El resultado no es un Fiscal débil: es un Fiscal funcional, que no necesita dar órdenes ilegales pues le basta con no actuar, archivar, dilatar o mirar hacia otro lado; o perseguir a los que incomodan al poder.

La discusión sobre el nuevo Fiscal no es un debate técnico ni un concurso más en la burocracia del Estado. Es una pregunta mucho más incómoda: ¿quién va a tener la capacidad -y la voluntad- de investigar al poder cuando el poder cometa delitos? Porque el Fiscal no persigue solo delincuencia común; persigue corrupción, abuso de autoridad, redes político-criminales, es decir, las formas más sofisticadas de impunidad.

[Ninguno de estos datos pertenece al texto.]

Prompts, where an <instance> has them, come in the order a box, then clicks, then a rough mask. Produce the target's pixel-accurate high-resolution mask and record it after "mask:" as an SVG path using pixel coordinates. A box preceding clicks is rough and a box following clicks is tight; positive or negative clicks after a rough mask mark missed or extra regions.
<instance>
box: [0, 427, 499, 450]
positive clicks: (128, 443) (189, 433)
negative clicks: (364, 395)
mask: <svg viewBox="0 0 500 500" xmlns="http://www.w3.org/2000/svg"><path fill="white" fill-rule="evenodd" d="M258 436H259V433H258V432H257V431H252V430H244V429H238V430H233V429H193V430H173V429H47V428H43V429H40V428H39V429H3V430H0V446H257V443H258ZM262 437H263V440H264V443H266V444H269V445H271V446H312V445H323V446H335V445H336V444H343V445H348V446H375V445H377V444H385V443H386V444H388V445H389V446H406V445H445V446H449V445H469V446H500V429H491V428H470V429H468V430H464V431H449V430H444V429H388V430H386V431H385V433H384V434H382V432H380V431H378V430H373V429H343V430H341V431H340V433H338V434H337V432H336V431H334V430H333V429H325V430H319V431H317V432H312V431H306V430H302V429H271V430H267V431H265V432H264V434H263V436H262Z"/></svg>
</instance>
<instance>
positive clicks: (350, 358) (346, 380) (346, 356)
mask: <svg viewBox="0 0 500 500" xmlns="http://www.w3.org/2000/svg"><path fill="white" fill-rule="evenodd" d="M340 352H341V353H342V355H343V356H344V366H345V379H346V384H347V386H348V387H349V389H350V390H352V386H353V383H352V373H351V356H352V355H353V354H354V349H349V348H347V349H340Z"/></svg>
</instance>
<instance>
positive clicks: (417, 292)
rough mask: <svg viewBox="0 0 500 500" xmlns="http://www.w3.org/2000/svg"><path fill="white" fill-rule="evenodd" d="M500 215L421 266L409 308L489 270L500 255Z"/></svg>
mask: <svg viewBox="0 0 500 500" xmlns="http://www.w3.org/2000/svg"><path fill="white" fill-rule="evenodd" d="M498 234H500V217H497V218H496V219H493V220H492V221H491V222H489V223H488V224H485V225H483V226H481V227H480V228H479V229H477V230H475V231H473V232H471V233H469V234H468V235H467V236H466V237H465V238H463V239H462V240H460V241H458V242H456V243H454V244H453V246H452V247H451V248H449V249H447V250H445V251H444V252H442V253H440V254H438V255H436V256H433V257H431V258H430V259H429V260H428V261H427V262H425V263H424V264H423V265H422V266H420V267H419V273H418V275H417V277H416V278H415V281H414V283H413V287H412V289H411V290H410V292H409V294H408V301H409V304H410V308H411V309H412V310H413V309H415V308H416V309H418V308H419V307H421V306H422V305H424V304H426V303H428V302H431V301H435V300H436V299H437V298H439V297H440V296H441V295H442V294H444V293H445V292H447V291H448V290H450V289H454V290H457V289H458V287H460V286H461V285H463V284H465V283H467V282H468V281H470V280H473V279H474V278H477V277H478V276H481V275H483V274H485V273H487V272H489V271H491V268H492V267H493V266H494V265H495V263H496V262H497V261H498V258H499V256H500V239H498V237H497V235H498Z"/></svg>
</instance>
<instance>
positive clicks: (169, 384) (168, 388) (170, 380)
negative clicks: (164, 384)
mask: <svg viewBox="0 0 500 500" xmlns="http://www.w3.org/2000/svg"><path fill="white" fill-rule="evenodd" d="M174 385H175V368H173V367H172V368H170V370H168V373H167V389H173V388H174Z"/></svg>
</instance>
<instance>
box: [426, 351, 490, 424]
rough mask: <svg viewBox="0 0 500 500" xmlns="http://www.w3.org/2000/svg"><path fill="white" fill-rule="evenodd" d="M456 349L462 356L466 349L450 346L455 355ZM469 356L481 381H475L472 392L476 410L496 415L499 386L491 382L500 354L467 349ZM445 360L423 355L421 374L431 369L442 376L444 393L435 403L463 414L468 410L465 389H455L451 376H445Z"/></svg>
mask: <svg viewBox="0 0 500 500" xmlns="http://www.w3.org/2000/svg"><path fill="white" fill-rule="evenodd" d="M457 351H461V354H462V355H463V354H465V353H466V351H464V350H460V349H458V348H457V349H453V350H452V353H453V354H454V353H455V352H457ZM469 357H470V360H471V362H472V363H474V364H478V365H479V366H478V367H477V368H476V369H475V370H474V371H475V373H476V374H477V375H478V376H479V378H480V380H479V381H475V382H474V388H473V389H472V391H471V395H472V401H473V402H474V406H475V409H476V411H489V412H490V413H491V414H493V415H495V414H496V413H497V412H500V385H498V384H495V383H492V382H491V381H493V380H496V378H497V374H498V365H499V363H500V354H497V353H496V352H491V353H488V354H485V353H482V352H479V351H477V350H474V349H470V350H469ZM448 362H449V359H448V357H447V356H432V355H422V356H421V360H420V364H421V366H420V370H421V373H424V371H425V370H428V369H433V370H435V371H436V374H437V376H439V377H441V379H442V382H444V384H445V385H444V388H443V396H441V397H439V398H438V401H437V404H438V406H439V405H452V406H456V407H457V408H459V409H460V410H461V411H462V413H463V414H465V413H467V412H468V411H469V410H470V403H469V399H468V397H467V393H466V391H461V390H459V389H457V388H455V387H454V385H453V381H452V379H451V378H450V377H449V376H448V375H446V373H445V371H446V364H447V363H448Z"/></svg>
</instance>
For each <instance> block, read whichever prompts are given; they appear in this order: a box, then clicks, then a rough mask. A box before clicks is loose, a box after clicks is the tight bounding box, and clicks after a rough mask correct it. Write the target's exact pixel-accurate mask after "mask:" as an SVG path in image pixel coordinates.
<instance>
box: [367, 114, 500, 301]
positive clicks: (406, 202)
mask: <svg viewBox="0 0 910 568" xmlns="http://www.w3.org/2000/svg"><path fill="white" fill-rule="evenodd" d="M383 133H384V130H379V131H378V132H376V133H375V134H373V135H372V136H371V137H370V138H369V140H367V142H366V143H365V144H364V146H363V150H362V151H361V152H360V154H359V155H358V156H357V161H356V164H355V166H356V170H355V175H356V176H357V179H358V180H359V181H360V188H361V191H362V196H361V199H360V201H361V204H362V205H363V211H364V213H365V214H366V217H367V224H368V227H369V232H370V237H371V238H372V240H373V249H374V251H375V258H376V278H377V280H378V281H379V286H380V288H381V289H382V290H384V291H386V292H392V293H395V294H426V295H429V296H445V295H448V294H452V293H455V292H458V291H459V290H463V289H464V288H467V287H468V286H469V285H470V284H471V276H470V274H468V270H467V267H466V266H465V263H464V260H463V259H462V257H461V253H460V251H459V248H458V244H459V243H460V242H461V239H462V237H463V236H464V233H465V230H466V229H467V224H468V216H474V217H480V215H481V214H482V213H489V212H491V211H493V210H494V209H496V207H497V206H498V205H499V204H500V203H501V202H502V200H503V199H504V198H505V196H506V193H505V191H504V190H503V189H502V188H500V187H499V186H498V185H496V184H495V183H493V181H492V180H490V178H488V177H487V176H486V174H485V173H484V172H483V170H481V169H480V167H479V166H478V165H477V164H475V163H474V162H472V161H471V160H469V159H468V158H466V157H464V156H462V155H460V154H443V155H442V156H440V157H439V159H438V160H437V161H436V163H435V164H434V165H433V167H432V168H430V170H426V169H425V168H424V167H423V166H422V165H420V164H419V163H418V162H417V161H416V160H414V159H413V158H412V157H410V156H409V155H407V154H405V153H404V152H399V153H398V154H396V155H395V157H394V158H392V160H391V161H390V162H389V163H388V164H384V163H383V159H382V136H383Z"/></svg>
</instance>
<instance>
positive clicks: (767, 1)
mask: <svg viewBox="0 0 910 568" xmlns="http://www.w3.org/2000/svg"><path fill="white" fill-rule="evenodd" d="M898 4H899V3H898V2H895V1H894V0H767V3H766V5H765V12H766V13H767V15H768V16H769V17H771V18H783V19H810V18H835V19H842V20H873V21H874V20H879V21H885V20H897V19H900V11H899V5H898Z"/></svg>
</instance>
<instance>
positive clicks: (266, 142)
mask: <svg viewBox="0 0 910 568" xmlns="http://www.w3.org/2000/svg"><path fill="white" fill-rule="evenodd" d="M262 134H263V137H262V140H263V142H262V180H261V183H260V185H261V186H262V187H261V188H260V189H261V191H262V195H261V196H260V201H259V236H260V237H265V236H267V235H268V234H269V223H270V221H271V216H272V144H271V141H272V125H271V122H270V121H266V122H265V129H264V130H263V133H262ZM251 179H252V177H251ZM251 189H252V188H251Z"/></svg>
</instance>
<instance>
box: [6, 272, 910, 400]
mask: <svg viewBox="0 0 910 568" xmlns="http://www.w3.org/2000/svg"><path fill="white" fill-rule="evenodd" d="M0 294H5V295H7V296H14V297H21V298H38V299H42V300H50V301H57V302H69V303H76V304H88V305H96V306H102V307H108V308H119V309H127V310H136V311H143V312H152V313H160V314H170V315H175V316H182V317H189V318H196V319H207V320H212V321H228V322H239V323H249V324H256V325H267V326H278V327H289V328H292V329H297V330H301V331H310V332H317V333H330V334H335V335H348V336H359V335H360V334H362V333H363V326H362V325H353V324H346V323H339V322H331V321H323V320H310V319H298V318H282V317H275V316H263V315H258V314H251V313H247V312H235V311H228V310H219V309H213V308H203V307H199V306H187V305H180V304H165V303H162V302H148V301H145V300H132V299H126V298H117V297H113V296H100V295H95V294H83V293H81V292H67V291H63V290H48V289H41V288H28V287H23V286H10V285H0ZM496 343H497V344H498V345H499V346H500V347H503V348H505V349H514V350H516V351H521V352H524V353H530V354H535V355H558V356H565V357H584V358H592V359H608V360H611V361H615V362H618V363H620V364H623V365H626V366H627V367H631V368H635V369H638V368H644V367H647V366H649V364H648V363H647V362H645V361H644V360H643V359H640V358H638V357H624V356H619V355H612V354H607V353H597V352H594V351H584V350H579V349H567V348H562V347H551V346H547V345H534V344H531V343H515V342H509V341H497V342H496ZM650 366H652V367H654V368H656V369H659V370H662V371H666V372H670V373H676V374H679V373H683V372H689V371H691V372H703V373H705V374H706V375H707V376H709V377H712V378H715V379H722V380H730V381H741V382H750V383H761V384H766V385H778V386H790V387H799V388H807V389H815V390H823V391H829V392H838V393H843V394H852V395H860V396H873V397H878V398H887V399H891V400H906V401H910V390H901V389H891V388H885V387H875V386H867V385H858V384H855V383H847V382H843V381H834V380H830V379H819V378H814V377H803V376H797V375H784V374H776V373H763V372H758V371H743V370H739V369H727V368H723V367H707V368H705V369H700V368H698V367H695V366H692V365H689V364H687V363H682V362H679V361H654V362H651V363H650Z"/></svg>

Por eso el problema no es el nombre que salga del Consejo de Participación Ciudadana y Control Social, sino el circuito que lo produce. Si ese circuito está capturado, condicionado o atravesado por intereses, el resultado no es un Fiscal débil: es un Fiscal funcional, que no necesita dar órdenes ilegales pues le basta con no actuar, archivar, dilatar o mirar hacia otro lado; o perseguir a los que incomodan al poder.

La pregunta de fondo es brutalmente simple: ¿quién controla a quienes controlan? Si la respuesta termina siendo “nadie”, entonces la justicia deja de ser un contrapeso y se convierte en parte del problema. Y en ese punto, la democracia se vacía por dentro.

Cuando la Fiscalía entra en un circuito antidemocrático, la ley deja de ser un límite al poder y se convierte en un instrumento del poder. Y en ese escenario, ningún ciudadano está realmente a salvo: hoy es un adversario político, mañana puede ser cualquiera.

El proceso en el Consejo de Participación Ciudadana y Control Social para elegir al nuevo fiscal general del Estado trasciende lo administrativo: ese funcionario es quién investigará al poder. Entre sospechas de direccionamiento y evidente influencia del poder político, el riesgo no es solo un mal nombramiento, sino el de una Fiscalía funcional, incapaz de procesar la delincuencia política y garantizar control democrático.